Cyclones & Staircases (A Work In Progress)


After having spent the morning in Sikkavalam village taking pictures and interviewing the locals, we got back into what was now “the foreigners Jeep” and made our way to a completely different area. Ottathatta was the name of this village, and we had spent the last hour and a half driving on unpaved paths and recently rained on access roads so that we could see one of LAFTI’s most recent and ongoing accomplishments. When we stepped down from the Jeep, just behind us there was a cement staircase standing alone, a true indicator of the work in progress that was taking place just a few feet away. There was a half-built straw building that several men were working to construct at the time, a building that once finished would become more living space for the Ottathatta hostel. Inside the already standing cement structure to the left was the part of the hostel where all operations were currently taking place. Upon first entrance, there was a medium-sized open space for anyone to gather around or possibly a space to store the staff’s bikes and such. To the left was the kitchen which also encompassed a small shrine in the back, right corner. Although there was nothing cooking at the time because the children were not present, there was a beautiful and well-colored arrangement of fruits sitting on the ground a few inches away from the prayer area. Coming back into the open space and then walking straight ahead from there, we were introduced to the room where the children learn and sleep, when they are not at school of course. There was a small chalk board on the wall, a few wooden shelved nailed around the room to hold children’s books and backpacks and other supplies, and other than that not much else. After looking around the first three rooms, Gandhi brought my friend and I into a vocational training room he spoke to me about several weeks before. There were only a few women there at the time, but they greeted us quite politely and then continued with their work. This small center was a training facility for women to learn about sewing, funded by some of LAFTI’s friends from Chicago. After a six-month learning phase, the women normally find their way to a different part of the state to sell and have exported those items they have been trained to make.

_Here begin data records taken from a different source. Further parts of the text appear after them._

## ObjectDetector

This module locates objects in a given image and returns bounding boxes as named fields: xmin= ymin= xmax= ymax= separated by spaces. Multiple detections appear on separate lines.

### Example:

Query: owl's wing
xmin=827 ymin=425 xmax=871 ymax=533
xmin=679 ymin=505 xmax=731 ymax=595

The reason for the title of this blog is as follows. When we were walking around the previous village earlier in the morning, a man in the village mentioned to us that one of the buildings we were looking which had an enormous crack along its side, had such damage as a result of a cyclone that the area endured nearly thirty years back. Seeing that damaged building there and a large cement staircase standing off the side of the road here, I couldn’t help but to find myself in quite a contemplative state. Although the cyclone-affected building and the lonely staircase may never be cleaned up or corrected, the people just go on. They were working on building this large straw building with a moment of attention paid to the staircase across the street. The families living in tiny huts and struggling to earn a living do so without holding on in the slightest to the possibility that someone might come along and mend the large building that could then be used for some greater community purpose. It seemed as though everything, the unfinished straw building, the stand-alone cement staircase, and the cyclone-affected brick building, was a work in progress. For a country that has overcome one of the world’s most horrific natural disasters and is home to some of the strongest rains several months out of the year, I am completely astonished at the strength, tenacity, and motivation these people have to continue their work with little to no help from the outside world.